MHP operates Google, Twitter and Facebook emotion recognition technology
The agro-industrial holding Myronivsky Hliboproduct (MHP) is currently testing an innovative personnel emotion recognition technology which is already being actively operated by Google, Twitter, Facebook, Flickr, YouTube, Ricoh, Fujifilm, Canon and Nikon.
This was announced by the founder, CEO of the MHP holding Yury Kosyuk in the framework of the 5th annual Forum “Conductors of Changes”, which was held in Kyiv on November 13. According to him, the research confirms the thesis that happy people are more productive.
This opinion is also supported by Ksenia Prozhogina, HR and Communications Director at MHP. She clarified that currently a pilot project is being implemented in the company's central office, in which a team of psychologists and experts “trains” the machinery to recognize emotions, work with this data, signal employees' problems.
“This is a computer simulation project. Its goal is to understand whether a person is in a borderline state in which he continuously destroys himself. I’m not talking about finding out the cause of a short-term bad mood, but about identifying a long-term “unhappiness,” Ksenia Prozhogina stresses.
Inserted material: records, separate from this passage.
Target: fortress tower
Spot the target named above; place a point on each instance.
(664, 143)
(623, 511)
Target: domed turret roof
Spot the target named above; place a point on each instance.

The test program uses data from several dozen employees who themselves volunteered to become participants in the experiment. According to its results, the project will be finalized and extended to a larger number of respondents.
It is significant that the system notifies of the problem, which allows the HR department to help the employee if necessary.
“We are trying to find out what is happening to a person: either something is going on in his family, and he needs help, or something is not working inside the team, or a person is given a project which he is not interested in,” Ksenia Prozhogina adds.
Note: Emotions analytics software development requires vast amounts of labelled emotions data. The emotions data comes from video cameras that capture facial expressions and microphones that collect data on tones of voice, for example. This data is fed into machine learning algorithms, which learn to recognize expressions, tones and other characteristics that correlate to specific emotions. Today's emotions recognition technology typically categorizes emotions as either anger, contempt, confusion, disgust, fear, frustration, joy, sadness or surprise.